How blockchain can bring back integrity to the retail industry
Watches to handbags
The digital transformation that has changed the retail segment beyond all recognition over the past decade has mainly been lauded in excited tones. However, whilst much of the effect it has had on global trade have been positive, it has also inadvertently increased the propensity for counterfeited goods to enter the supply chain. This has led to a reduction in consumer confidence levels.
Everything from luxury watches to handbags, computer games to – most scary of all – medicines, have been affected. Although the scourge of counterfeiting is not new, the sale of fake goods has certainly increased post digital transformation and with increasing globalisation. Today, the amount of total counterfeiting has reached a staggering 1.2 Trillion USD globally according to the Global Brand Counterfeiting Report 2018. However, with this statistic being only based on actual known seizures, the real total is likely to be far, far higher. The simple truth is that with so much commerce now taking place online, spotting fake copies has become much harder for both consumers and those tasked with policing the supply chain.
Wrestling back control
The fact that digital transformation has been the root cause of such an increase is particularly galling for retailers. In their eagerness to keep up with shifting consumer demands and digital-first companies, they have spent billions. Therefore, the last thing they want to have to do is rip and replace the costly infrastructure they only put in a few years’ previously.

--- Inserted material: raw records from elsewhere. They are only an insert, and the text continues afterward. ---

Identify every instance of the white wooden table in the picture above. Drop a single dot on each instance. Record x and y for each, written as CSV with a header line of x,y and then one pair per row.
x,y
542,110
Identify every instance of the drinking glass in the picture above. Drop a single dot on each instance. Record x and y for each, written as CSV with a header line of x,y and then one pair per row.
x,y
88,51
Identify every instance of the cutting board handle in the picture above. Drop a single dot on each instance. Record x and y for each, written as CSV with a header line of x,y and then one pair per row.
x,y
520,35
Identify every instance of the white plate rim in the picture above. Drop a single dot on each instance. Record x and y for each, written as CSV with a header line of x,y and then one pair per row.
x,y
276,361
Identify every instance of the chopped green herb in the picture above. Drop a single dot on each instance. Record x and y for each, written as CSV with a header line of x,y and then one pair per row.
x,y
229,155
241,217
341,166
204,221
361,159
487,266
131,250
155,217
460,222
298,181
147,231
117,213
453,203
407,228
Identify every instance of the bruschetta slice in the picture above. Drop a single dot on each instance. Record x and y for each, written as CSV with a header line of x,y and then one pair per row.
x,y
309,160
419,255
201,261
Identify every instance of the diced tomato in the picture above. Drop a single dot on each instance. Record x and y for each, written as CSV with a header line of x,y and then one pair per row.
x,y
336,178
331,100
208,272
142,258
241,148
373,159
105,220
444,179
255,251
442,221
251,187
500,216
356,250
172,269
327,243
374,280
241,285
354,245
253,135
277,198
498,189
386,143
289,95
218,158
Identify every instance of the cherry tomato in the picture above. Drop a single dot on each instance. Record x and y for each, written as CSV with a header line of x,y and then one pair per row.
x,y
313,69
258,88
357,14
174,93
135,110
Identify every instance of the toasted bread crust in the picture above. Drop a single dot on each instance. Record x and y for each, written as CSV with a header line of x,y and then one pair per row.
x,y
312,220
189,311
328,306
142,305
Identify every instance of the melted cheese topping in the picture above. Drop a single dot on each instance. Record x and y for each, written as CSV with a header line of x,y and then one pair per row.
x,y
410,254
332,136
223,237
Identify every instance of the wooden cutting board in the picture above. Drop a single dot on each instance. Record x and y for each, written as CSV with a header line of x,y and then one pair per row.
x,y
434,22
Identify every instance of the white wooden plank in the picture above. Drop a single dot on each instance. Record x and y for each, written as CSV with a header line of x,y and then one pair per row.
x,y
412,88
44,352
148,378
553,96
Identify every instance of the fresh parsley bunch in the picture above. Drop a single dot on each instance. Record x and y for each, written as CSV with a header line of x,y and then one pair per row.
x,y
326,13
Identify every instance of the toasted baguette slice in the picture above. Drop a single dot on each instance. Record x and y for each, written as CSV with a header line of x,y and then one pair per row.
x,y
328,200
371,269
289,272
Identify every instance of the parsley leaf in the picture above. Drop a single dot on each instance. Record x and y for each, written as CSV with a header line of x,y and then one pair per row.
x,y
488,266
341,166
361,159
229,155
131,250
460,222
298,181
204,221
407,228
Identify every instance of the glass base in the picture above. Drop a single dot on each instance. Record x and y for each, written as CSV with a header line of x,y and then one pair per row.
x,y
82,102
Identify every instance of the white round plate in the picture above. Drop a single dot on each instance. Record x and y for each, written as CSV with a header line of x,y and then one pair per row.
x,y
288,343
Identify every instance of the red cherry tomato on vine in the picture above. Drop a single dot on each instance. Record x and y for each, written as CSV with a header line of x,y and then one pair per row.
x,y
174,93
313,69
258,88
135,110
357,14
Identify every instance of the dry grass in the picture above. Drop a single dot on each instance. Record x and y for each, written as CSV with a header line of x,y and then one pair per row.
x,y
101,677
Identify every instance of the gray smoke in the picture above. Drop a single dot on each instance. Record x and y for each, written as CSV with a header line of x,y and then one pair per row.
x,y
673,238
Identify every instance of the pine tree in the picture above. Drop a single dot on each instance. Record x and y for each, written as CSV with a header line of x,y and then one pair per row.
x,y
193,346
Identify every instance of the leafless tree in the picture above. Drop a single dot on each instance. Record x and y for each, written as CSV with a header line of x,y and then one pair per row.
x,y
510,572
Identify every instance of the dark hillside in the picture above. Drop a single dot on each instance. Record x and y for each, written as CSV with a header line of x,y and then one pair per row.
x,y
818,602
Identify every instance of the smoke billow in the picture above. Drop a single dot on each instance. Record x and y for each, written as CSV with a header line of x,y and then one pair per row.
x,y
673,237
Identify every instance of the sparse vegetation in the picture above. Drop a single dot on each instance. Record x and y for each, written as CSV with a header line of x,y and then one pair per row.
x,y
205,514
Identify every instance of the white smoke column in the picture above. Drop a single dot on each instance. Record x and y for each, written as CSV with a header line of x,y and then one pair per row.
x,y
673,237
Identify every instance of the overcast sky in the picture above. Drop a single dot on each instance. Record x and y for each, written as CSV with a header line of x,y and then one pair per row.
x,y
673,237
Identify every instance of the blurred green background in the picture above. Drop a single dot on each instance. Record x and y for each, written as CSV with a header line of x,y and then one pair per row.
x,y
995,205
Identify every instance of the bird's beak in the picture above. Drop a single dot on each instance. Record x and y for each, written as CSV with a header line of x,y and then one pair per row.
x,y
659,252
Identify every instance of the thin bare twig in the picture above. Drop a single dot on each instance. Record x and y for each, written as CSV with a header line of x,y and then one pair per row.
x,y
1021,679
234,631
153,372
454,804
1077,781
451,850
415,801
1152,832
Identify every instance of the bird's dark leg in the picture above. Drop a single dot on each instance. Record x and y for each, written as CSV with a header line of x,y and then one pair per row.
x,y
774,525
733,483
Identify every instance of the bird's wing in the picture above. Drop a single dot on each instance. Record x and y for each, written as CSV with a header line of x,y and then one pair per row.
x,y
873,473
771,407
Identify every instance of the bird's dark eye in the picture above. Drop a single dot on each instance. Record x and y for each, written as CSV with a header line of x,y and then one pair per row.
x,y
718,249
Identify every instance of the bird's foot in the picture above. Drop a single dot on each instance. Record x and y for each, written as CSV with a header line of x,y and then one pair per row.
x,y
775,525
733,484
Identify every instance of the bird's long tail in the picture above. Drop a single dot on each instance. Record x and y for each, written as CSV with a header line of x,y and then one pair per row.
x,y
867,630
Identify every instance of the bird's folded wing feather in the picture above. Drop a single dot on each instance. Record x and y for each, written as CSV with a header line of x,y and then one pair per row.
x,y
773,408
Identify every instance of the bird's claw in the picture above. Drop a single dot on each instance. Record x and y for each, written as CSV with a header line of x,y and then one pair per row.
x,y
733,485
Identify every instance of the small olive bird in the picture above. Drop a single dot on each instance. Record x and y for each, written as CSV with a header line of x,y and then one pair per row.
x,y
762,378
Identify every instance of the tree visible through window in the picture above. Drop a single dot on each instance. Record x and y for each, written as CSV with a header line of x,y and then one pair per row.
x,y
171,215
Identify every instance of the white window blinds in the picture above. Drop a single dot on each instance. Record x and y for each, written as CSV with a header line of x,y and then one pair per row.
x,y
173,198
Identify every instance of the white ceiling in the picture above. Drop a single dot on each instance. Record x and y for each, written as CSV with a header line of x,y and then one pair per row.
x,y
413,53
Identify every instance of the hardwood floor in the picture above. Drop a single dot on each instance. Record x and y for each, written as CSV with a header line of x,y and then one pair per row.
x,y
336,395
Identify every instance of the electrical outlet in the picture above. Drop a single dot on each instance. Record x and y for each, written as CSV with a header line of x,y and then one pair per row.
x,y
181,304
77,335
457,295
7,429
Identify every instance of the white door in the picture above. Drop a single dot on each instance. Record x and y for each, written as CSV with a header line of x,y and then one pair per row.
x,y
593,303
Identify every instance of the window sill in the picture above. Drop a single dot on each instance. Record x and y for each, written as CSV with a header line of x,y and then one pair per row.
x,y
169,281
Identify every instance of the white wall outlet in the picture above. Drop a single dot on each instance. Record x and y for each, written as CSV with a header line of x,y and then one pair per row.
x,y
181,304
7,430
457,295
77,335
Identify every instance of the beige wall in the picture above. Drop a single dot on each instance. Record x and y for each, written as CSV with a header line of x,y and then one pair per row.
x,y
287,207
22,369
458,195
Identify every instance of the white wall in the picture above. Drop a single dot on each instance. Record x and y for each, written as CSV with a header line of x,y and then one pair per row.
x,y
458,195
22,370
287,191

Yet, with almost nine-in-ten (86%) retailers admitting their sales have been hurt by phoney goods entering the supply chain, they are finding themselves needing to wrestle back control.
Hot tech on the block
As the hot new tech on the block, plenty has been written about the blockchain. In fact, Google searches of “what is blockchain” have risen more than eight-fold in the last year. The public ledger on which the famed digital currency Bitcoin is built, the blockchain is designed to verify the validity of transactions to provide an indisputable record of events. Built upon complex cryptography, the blockchain effectively provides a permanent, incorruptible and irreversible record. This means, in theory, it leaves no room for fraud of any kind throughout the supply chain. This ability for blockchain technology to provide a full audit trail has made it attractive to multiple industries.
Diamonds and pearls
Unlike traditional ledgers that prevent tampering by adding layers of security on top of a database, blockchain weaves the security into the data itself – providing a full audit trail that everyone can see. This certainty and trust can help create new levels of transparency within supply chains.
Providing an audit trail would afford retailers with a transparency and intelligence that has so far been beyond their capabilities. They will not be the first, though, as one of the highest value supply chains of all has just announced its intention to use blockchain to mitigate the criminal element that had entered its supply chain.
The world’s largest diamond producer, De Beers, declared in January it is progressing development of a blockchain technology initiative to span the diamond supply chain so that it can provide a single, tamper-proof and permanent digital record for every diamond registered. By doing so it can clamp down on the trade of so called conflict diamonds.
Need for a witness
Blockchain will, in essence, allow individual items or shipments to be tagged with identifiers so that they can be tracked as they move along the supply chain. This could be at the point they are simply raw materials, to components, to finished assembled goods, right through to final customer delivery. This will create a real-time, auditable, tamper-proof record of a product’s journey, from ‘first-mile’ to customer.
On their journey through the supply chain, an item’s location can be recorded at key points by trusted ‘witnesses’ and tagged with unforgeable cryptographic identifiers which are then written immutably to the blockchain. Further, smart contracts can be used at each node to track the item’s progress, and release payments to shippers or suppliers as milestones are reached, without the need for manual reconciliation, and regardless of how many different parties are involved in the supply chain.
Crowdsourcing for the digital age
Whilst the use of blockchain by the likes of De Beers is encouraging, in many ways, the next big innovation in blockchain isn’t going to come from a large blue-chip organisation, but from Sheila in accounts creating her own app that helps her do her job more effectively. This will be the shadow IT that you actively want to encourage: solution crowdsourcing for the digital age, built upon the power of the blockchain ecosystem.
A big pie
eCommerce sales in 2016 were estimated to be worth $1.86 trillion and are projected to grow to $4.48 trillion by 2021 – almost equivalent to the GDP of Japan! With counterfeiting on the rise, it is become a big slice of an incredibly big pie.
Whilst it might not matter so much if a consumer buys a pair of fake trainers, the consequences of buying counterfeit pharmaceuticals could be catastrophic. The blockchain can bring back an integrity to a variety of markets and help combat the blight of counterfeiting.
Rather than ripping and replacing the very systems that have accelerated their digital transformation, companies can implement blockchain technology within an integration layer of their legacy systems to provide an audit trail to track parts and service provenance and ensure the authenticity of goods; helping to mitigate the potential for counterfeit goods entering the supply chain and damaging brand reputations.